Human Flower Project
Wednesday, July 13, 2005
Under Lavender’s Spell
A new study reveals that lavender induces restaurant diners to spend more, linger longer.

Photo: La Scarola (Chicago)
with lavender appointments by HFP
If you’re a waitperson, you might try spritzing on some lavender oil before tying on your white apron this evening.
A collaborative study by two French behavioral scientists, published in the latest issue of The International Journal of Hospitality Management, finds that customers stayed longer and ran up higher tabs in a restaurant scented with lavender.

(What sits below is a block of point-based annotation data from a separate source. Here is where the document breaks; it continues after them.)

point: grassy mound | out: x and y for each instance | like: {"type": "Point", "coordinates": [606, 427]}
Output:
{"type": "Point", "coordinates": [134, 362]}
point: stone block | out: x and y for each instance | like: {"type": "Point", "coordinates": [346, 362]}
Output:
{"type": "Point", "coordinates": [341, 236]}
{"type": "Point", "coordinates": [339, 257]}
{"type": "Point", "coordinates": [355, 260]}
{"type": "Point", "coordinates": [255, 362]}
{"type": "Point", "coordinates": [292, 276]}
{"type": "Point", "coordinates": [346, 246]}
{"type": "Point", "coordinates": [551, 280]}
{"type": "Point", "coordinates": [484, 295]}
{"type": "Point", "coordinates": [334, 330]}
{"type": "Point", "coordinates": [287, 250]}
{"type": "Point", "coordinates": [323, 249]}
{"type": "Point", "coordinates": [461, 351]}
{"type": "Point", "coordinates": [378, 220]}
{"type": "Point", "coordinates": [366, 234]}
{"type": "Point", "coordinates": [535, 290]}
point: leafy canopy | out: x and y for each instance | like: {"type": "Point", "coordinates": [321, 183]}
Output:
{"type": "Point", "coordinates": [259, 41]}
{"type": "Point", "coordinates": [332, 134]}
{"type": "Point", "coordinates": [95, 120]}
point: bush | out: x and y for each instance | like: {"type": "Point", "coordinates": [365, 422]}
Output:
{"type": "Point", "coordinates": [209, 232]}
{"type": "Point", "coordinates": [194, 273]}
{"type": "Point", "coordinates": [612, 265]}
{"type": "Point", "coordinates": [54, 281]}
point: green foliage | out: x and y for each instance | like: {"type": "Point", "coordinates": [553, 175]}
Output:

(JavaScript must be enabled to view this email address) of the University of South Brittany was kind enough to send us proofs of the paper he wrote with Christine Petr, University of Rennes, an account of their experiment with the effects of lavender and lemon scents on restaurant diners.
With “electronic fragrance diffusers,” they scented a small Brittany pizzeria with lemon on one Saturday night, lavender another Saturday, and no scent on a third Saturday evening. “Results showed that lavender—but not lemon aroma—increased the length of stay of customers and the amount of purchasing.” Gueguen and Petr suggest that lavender’s “relaxing effect” may explain the difference. Less watch checking and wallet clutching.
Of additional interest here, the scholars include a summary of earlier scent studies: the smell of peppermint improves gripping and running but not free-throw shooting, for example. And 50% of customers prefer “narcissus scented socks.” (That seems extremely low.) Gueguen also showed that people will more readily pick up a lady’s glove if she’s wearing perfume.
It strikes me that this experiment would only have been devised by social scientists in France. Restaurateurs in the U.S. clearly want customers to spend more, but I’m not so sure they’d trade longer meals even for higher tabs; they seem intent on turning the tables as many times as possible in a night. U.S. waiters and waitresses are known to deliver the check along with the meal, and as you’re enjoying a lively conversation with friends, will walk to your table, point down at your plate and ask, “You still working on that?”
What fragrance could possibly account for this behavior? More to the point, what scent could put an end to it?
Thank you, professors Gueguen and Petr. Perhaps your next study could be of differences in American and French ideas of “hospitality.”